A serious battle against the rogue Taliban started in June this year with the launch of a military operation called the Zarb-e-Azb in North Waziristan. Although the fight against at least some Taliban elements is welcome news, the latest operation, like all the previous operations, has resulted in massive casualties due to the army’s heavy-handed methods, including collective punishment of tribes and scorched-earth bombings.

While the army plans to stay in North Waziristan for the long haul so the area does not again become a sanctuary for a cocktail of jihadi groups, the military has yet to wash its hands of insurgent groups completely.

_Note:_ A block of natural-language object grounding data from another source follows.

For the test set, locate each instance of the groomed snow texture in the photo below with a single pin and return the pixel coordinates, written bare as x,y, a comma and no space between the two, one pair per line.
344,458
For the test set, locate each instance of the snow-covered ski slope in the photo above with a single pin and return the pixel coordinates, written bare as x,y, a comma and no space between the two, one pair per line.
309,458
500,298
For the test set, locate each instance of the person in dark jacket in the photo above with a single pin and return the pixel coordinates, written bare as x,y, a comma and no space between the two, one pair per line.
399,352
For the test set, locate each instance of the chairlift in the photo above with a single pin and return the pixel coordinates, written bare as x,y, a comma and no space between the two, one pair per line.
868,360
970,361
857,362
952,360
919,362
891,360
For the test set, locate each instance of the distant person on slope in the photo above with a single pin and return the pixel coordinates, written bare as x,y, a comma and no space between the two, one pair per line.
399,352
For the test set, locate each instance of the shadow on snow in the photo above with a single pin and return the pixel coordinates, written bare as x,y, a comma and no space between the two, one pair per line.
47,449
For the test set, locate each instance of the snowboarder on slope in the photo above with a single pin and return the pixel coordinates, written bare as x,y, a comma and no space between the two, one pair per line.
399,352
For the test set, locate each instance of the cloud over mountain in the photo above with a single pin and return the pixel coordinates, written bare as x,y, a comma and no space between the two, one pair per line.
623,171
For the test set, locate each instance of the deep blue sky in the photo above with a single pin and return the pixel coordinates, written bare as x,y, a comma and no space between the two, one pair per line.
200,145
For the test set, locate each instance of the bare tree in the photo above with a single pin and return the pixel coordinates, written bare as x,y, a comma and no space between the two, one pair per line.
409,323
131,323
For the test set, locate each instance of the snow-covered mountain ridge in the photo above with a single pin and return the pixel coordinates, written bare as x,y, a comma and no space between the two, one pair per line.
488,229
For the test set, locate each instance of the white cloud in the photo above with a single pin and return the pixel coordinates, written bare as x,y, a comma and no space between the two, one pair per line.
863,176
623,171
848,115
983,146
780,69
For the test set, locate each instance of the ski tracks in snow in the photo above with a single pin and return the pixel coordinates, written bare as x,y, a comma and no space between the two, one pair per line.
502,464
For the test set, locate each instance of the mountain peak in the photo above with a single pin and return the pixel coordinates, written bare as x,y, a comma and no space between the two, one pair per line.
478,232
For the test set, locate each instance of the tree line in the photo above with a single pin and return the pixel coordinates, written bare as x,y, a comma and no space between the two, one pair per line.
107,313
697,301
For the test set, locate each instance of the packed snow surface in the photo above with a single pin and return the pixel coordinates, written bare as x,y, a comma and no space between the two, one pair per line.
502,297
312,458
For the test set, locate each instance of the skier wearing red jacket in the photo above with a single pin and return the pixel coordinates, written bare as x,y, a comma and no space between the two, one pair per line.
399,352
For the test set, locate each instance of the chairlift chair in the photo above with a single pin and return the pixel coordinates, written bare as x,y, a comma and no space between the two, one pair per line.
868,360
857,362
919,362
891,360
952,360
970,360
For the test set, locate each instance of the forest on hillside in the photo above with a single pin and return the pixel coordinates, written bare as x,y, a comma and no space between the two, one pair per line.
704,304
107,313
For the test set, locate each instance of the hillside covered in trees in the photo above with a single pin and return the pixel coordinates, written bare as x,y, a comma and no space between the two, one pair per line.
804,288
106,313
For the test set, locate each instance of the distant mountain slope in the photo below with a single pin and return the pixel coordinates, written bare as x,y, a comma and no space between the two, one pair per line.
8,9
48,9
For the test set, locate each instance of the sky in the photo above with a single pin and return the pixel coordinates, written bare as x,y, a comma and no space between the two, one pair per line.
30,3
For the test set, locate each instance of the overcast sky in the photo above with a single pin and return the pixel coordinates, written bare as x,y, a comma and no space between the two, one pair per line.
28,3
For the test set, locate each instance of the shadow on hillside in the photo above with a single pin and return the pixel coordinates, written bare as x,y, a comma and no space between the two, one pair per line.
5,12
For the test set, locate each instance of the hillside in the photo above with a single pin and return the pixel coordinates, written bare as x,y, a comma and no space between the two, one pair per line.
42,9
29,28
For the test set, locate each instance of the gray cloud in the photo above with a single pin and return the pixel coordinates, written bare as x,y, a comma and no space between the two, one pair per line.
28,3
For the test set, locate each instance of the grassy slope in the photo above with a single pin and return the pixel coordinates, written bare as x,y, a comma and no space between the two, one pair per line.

The idea behind Zarb-e-Azb was to push useful militant groups, especially the notorious Haqqani group — known as “strategic assets” in Pakistani military jargon — into Afghanistan as international troops begin to leave the country and the Afghan endgame begins.

Afghanistan and India: two sides of the same coin

The Pakistani army, which calls itself the the guardian of the “ideological frontiers” of the country, still sees India as its main enemy and views Afghanistan as part of its backyard, or as a fifth province in the words of the more hawkish generals. It justifies its meddling in Afghanistan’s affairs based on the imagined threat of India gaining influence in Afghanistan and surrounding Pakistan from its eastern border. In military terms, Pakistan’s Afghan policy is called “strategic depth,” with the idea that Afghanistan provides an area of retreat if India ever invades Pakistan.

If Pakistan is unwilling to let go of jihadis in Afghanistan, it is also unwilling to let go of its anti-India militant groups as well, because the two are interrelated in the minds of the Pakistani army. And the maintenance of anti-India groups requires the maintenance of an anti-India ideology. In the aftermath of the Peshawar attack, the Pakistani army has entrenched the anti-India narrative further with the help of friendly jihadi groups.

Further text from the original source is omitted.